Always ignore offers which involve the depositing of cash into your accounts in return for a fee.

‘Remote Control’ fraud

This fraud involves a telephone caller taking remote control of your computer claiming they can fix a problem with it – usually after claiming that they have evidence it has been infected with a virus or that it is running slow due a technical issue. They will claim that they can help resolve the problem, and will persistently request you grant them remote access to your device. They will then advise that you need to buy software or subscribe to a support service to fix the problem, and request personal information including your debit or credit card.

Should you receive such a call, hang up immediately. No IT support company would ever contact you in this way requesting remote access or payment.

Online shopping fraud

Criminals create malicious websites to impersonate genuine shopping websites in an effort to trick you into ordering and paying for goods or services which don’t exist. Typically you will be sent an email impersonating a known company, with a tempting offer. There will be a web-link which will take you to the fake website where you will be prompted for your payment information.

Be wary of unsolicited emails, for example from companies you know but haven’t interacted with before. Hover over any links in emails (if using a desktop computer) to see if the web address looks genuine. If necessary, visit the official company website directly via your web browser. Additionally, check the web address of the company begins with ‘https://’ – which indicates the connection is secure. Also check the web address does not include subtle misspellings, extra words or characters, or other unusual signs.  

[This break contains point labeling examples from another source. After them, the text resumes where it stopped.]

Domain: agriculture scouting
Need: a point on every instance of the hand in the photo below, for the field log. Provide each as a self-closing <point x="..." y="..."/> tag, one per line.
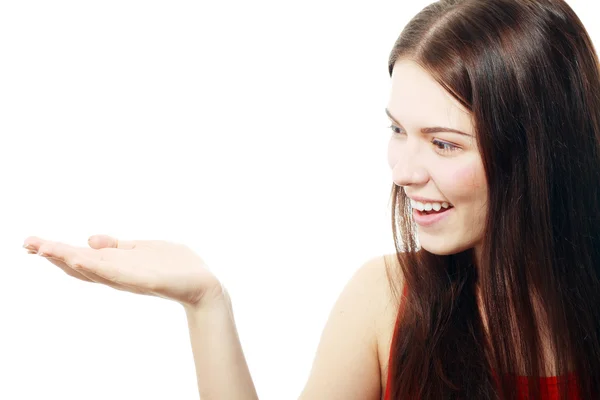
<point x="150" y="267"/>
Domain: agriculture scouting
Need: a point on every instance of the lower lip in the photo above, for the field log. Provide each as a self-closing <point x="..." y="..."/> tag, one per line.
<point x="430" y="219"/>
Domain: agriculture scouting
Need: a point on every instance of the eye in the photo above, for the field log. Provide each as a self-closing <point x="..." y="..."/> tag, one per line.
<point x="444" y="147"/>
<point x="396" y="131"/>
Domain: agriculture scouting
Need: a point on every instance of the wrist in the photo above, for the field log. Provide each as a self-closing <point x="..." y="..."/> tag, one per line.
<point x="215" y="298"/>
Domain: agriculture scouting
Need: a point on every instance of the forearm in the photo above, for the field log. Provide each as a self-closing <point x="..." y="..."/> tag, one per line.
<point x="221" y="367"/>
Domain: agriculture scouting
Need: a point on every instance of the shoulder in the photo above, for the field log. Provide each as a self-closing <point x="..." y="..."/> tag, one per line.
<point x="387" y="282"/>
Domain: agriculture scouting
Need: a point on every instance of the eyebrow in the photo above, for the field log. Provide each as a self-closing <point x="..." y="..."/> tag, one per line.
<point x="433" y="129"/>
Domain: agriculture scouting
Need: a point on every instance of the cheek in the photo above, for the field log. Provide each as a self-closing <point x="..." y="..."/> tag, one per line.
<point x="469" y="177"/>
<point x="465" y="183"/>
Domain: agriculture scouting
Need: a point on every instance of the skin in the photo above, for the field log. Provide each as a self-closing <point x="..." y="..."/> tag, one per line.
<point x="444" y="165"/>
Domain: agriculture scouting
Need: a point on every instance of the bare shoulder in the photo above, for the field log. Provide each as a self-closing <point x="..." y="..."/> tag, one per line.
<point x="387" y="308"/>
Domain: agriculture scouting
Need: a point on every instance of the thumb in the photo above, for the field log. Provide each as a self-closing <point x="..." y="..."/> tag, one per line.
<point x="105" y="241"/>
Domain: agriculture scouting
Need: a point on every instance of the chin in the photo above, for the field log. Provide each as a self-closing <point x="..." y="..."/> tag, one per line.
<point x="441" y="247"/>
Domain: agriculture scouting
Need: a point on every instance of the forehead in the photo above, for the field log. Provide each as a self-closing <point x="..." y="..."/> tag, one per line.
<point x="417" y="99"/>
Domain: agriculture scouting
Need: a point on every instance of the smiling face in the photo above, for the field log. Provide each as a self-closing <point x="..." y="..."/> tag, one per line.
<point x="436" y="165"/>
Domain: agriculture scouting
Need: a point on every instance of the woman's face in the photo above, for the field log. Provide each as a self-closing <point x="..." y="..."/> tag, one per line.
<point x="434" y="163"/>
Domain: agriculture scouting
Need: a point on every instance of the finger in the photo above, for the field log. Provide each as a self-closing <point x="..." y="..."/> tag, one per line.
<point x="103" y="241"/>
<point x="85" y="261"/>
<point x="69" y="271"/>
<point x="89" y="277"/>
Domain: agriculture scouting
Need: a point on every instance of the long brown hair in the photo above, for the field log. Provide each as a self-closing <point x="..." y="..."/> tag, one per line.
<point x="528" y="72"/>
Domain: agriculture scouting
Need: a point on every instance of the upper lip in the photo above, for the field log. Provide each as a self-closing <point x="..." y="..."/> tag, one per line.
<point x="425" y="200"/>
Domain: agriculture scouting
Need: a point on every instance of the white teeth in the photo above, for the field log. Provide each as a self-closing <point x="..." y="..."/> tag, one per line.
<point x="428" y="206"/>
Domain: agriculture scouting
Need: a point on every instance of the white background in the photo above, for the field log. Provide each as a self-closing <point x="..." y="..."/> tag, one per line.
<point x="252" y="131"/>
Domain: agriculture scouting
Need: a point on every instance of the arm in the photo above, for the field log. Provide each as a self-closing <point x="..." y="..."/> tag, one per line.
<point x="221" y="368"/>
<point x="346" y="365"/>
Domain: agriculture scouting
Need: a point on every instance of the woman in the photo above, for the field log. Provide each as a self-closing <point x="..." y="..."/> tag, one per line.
<point x="495" y="157"/>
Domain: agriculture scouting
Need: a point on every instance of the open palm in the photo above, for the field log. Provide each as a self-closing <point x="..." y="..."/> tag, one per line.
<point x="150" y="267"/>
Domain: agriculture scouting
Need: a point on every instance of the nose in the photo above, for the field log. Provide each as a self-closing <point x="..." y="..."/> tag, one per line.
<point x="409" y="170"/>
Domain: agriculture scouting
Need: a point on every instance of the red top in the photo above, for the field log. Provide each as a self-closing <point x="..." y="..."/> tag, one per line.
<point x="549" y="386"/>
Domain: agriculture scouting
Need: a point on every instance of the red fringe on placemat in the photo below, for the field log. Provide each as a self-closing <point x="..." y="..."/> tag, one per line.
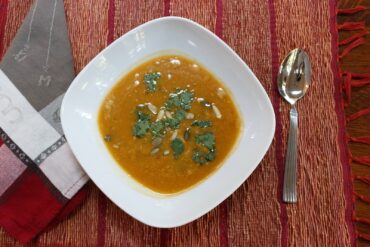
<point x="349" y="81"/>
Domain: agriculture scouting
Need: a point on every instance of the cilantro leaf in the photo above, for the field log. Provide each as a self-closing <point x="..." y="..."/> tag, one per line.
<point x="202" y="123"/>
<point x="140" y="128"/>
<point x="157" y="128"/>
<point x="207" y="139"/>
<point x="179" y="115"/>
<point x="181" y="98"/>
<point x="202" y="158"/>
<point x="141" y="116"/>
<point x="211" y="155"/>
<point x="177" y="147"/>
<point x="197" y="157"/>
<point x="151" y="81"/>
<point x="173" y="123"/>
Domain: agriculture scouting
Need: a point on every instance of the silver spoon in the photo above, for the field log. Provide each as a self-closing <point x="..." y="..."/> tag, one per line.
<point x="293" y="80"/>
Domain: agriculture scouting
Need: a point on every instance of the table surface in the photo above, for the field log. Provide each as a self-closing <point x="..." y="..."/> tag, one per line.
<point x="358" y="61"/>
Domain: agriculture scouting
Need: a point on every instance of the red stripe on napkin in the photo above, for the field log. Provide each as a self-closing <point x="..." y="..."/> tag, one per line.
<point x="3" y="15"/>
<point x="22" y="222"/>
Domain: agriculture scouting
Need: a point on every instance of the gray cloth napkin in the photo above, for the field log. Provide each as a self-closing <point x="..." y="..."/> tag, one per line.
<point x="34" y="74"/>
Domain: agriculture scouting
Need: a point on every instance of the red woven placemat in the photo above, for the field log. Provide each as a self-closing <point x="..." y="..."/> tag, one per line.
<point x="261" y="32"/>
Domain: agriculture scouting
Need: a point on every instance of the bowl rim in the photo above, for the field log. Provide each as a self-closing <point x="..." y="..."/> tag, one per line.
<point x="210" y="206"/>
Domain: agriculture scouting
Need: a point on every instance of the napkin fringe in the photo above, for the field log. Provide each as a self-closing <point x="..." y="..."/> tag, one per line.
<point x="351" y="10"/>
<point x="355" y="80"/>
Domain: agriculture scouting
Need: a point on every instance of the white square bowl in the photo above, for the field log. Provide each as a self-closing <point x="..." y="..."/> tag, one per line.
<point x="82" y="101"/>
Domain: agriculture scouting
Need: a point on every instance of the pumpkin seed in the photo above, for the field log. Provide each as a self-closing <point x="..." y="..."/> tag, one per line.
<point x="154" y="151"/>
<point x="152" y="108"/>
<point x="206" y="103"/>
<point x="160" y="115"/>
<point x="156" y="142"/>
<point x="187" y="134"/>
<point x="216" y="111"/>
<point x="189" y="115"/>
<point x="174" y="135"/>
<point x="168" y="114"/>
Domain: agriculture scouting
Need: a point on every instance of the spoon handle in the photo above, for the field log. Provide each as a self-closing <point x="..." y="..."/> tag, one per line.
<point x="290" y="174"/>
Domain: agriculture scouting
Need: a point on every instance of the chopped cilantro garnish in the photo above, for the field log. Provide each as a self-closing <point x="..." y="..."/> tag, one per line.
<point x="157" y="128"/>
<point x="197" y="157"/>
<point x="202" y="158"/>
<point x="181" y="98"/>
<point x="179" y="115"/>
<point x="140" y="128"/>
<point x="177" y="147"/>
<point x="211" y="155"/>
<point x="173" y="123"/>
<point x="141" y="116"/>
<point x="207" y="139"/>
<point x="151" y="81"/>
<point x="202" y="123"/>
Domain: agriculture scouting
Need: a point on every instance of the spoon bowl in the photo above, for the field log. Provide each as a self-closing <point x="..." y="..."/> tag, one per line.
<point x="293" y="80"/>
<point x="294" y="75"/>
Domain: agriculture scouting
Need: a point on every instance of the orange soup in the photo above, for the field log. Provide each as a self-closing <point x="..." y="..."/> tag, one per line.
<point x="169" y="123"/>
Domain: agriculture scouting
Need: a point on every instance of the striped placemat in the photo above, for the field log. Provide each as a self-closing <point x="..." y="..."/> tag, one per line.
<point x="262" y="32"/>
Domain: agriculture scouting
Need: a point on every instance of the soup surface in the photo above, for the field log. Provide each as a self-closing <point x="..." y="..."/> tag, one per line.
<point x="169" y="123"/>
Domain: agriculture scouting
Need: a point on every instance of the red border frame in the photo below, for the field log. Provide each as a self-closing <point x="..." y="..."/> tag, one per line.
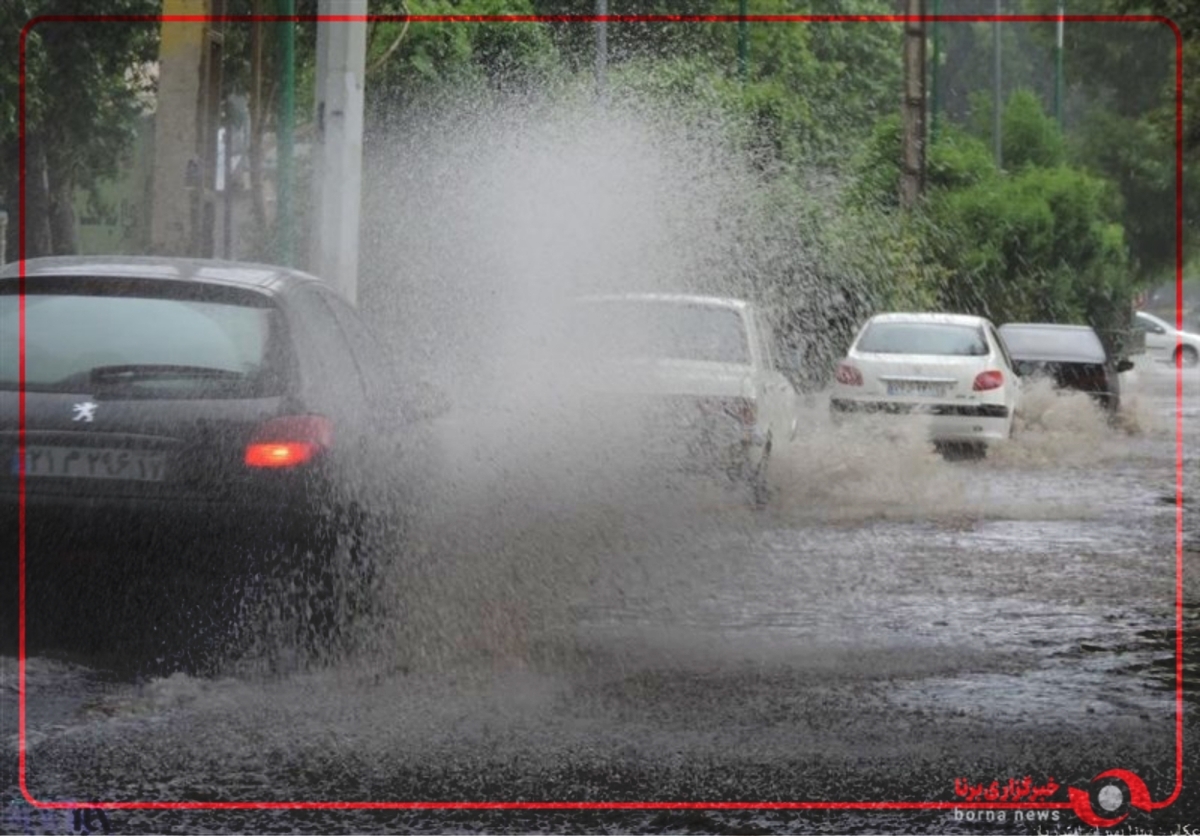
<point x="610" y="18"/>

‘Phishing’, ‘Smishing’ and ‘Vishing’

Phishing refers to malicious emails which try and coerce you into clicking links/attachments or providing sensitive information. Most cyber-attacks start with a phishing email. Most phishing mails pretend to be from a known source – eg: your bank, HMRC, a company you deal with – but in fact are impersonating these organisations. Phishing emails are becoming increasingly sophisticated using authentic-looking logos and official contact details. However, clicking on the web-links within the email will either direct you to an authentic-looking malicious website and prompt you to divulge personal information, or potentially download malicious software which the fraudsters can use to steal your information.

If you receive an unexpected email don’t click on any links or attachments or reply with personal information.

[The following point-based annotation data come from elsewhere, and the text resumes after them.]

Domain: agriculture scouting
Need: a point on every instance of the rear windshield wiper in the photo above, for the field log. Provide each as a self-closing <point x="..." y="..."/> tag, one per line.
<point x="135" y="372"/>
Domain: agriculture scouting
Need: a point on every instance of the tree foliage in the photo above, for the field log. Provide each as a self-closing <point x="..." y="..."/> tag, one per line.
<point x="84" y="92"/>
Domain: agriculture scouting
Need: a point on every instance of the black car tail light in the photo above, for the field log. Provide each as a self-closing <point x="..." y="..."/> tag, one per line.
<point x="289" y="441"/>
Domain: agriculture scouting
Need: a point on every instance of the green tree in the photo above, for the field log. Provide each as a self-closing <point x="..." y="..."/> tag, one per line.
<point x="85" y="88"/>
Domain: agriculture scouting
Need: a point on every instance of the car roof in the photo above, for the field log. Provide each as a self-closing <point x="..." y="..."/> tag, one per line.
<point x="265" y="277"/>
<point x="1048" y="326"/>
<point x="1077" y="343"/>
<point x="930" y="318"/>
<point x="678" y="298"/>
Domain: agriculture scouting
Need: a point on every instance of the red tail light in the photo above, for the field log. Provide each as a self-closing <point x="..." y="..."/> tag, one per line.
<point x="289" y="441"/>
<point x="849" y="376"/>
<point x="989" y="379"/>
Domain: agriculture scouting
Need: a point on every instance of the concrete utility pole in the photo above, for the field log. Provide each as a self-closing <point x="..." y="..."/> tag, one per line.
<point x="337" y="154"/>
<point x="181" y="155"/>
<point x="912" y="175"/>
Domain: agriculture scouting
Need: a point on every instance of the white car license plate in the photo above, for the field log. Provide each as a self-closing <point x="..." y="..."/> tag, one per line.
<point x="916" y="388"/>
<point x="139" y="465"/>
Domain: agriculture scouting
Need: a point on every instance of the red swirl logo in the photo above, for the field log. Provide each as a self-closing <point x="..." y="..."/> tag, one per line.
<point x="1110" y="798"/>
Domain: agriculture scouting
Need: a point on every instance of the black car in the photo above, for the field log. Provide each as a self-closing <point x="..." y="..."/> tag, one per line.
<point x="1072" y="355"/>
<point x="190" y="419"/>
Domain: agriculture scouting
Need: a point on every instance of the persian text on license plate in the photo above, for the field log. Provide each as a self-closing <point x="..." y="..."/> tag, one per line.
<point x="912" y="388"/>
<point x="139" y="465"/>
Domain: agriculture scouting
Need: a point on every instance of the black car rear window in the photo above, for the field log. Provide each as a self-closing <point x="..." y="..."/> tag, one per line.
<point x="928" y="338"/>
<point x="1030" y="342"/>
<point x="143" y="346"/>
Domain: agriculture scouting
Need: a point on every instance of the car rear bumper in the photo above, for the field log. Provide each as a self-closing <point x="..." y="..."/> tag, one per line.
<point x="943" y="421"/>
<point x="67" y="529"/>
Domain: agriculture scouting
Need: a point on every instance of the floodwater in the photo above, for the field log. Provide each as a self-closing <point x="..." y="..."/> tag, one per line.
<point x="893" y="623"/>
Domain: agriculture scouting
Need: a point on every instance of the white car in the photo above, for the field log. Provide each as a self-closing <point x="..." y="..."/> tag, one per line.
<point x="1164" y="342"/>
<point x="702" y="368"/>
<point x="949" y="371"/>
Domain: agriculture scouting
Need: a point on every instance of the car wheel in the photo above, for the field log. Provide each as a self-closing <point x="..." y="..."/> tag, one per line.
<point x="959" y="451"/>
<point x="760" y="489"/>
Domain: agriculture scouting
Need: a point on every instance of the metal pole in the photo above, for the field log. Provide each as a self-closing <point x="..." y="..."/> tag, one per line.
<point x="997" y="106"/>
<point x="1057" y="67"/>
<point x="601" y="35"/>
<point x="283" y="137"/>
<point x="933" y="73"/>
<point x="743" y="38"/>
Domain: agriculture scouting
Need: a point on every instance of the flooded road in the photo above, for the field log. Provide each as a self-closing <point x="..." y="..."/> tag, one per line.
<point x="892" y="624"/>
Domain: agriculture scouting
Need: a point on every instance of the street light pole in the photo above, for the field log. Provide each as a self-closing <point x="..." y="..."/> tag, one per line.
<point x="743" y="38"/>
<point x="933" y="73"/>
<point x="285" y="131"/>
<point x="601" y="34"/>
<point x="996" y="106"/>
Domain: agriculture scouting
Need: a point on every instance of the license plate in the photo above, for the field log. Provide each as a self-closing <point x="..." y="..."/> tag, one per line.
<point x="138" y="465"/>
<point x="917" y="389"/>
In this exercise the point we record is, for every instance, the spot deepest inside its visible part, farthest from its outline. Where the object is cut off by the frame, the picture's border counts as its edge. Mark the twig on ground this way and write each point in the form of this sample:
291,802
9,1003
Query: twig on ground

Smishing is a form of phishing which delivers a malicious text (or SMS) message to your mobile phone. Generally this will come from an unrecognised telephone number and the message, similarly to a phishing email, will prompt you to urgently click on a link or direct you to call a phone number. The web-link or phone message will then attempt to obtain personal information – such as your bank account password – which can be used to steal your money or commit identity fraud. As with phishing emails, don’t click on links or reply to text messages from unknown sources. If it purports to come from your bank, contact them directly yourself using a phone number from their official website.

Vishing refers to malicious telephone calls (ie: Voice + Phishing) from fraudsters which attempt to get you to provide sensitive personal information. Generally, the call will be unsolicited and will claim to be either an organisation you deal with, such as your bank, or an authority such as the police. Recorded cases have involved the use of scare tactics, claiming there is a police investigation involving your account and requesting you provide personal details to help with the process. Remember, the authorities or your bank will never ask you to divulge sensitive information over the phone or transfer money to a specific account. If you receive such a call do not provide any personal information. Hang up and contact the organisation directly using contact details from their valid website.